This is a recipe that I found a while back on pinterest (can’t find the original now…) that I loved and adapted from being done on the grill to in the oven because we have a teeny tiny grill… They are a big hit here and pair great with tons of stuff all summer long! You will discover over the next few months that I love love all of my Cast Iron Skillets! I need to get a post together for y’all on why to use Cast Iron!
1 1/2 pound potatoes (equal sized)
1 grated garlic clove or 1/4 to 1/2 tsp garlic powder
chicken or vegetable broth
tiny cubes butter
pepper and salt
Optional: lime or lemon juice
- Get your oven going at 350Fº.
- Use a Cast Iron Skillet.

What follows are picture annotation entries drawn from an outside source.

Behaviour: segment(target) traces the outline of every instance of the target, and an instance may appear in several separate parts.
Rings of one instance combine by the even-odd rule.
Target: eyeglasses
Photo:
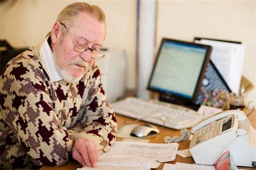
[[[87,50],[89,49],[91,51],[91,57],[95,60],[100,60],[105,56],[104,51],[102,51],[101,49],[99,51],[97,51],[93,48],[90,48],[88,46],[87,44],[77,44],[73,40],[72,37],[69,34],[69,32],[68,32],[68,29],[66,27],[66,26],[65,26],[64,24],[61,23],[61,25],[63,25],[65,28],[67,30],[67,32],[68,32],[68,35],[69,35],[69,36],[71,39],[71,40],[73,42],[73,43],[75,44],[74,48],[73,48],[75,51],[79,52],[84,52],[86,51]]]

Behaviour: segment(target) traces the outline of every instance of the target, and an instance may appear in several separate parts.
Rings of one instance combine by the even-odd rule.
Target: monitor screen
[[[163,38],[147,89],[195,102],[211,51],[209,45]]]

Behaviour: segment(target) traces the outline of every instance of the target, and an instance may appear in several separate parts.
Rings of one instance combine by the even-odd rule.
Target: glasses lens
[[[96,51],[96,49],[92,51],[92,58],[99,60],[105,57],[104,51],[102,50]]]
[[[74,47],[74,49],[76,51],[83,52],[88,49],[89,46],[86,44],[76,44]]]

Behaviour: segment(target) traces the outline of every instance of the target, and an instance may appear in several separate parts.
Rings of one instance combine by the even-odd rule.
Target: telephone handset
[[[251,167],[256,162],[253,143],[256,136],[252,134],[250,122],[242,111],[214,114],[195,125],[191,131],[189,151],[196,164],[214,164],[228,150],[237,166]]]
[[[210,117],[201,121],[200,122],[198,123],[197,125],[194,126],[191,128],[191,133],[193,134],[196,131],[198,131],[199,129],[203,127],[205,125],[210,123],[210,122],[220,119],[222,118],[226,117],[229,115],[237,115],[237,118],[238,119],[238,121],[242,121],[245,120],[247,118],[245,115],[245,114],[243,111],[238,110],[226,110],[222,111],[221,113],[218,113],[215,114]]]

Place the peeled and washed (even-sized) potatoes in there and make sure they fit snuggly together.
- Add the grated garlic or powder to the broth and heat it for a minute to get the flavors going.
- Pour hot broth in there until there’s about 1 inch of broth in the dish and sprinkle a little salt and pepper on top of the potatoes.
- Place a tiny slice of butter on top of each potato. As the potatoes start to cook the butter will melt all over, it’s delicious. Not diet-friendly, but very tasty.
- oven and give them 35 to 40 minutes. Check them for readiness. (I gave mine almost 10 minutes extra. Mainly because I really like a crunchy brown bottom-layer.)
- Sprinkle the potatoes with finely minced parsley and if you really want to up the flavors: squeeze some lime or lemon juice on top. It’s crazy good.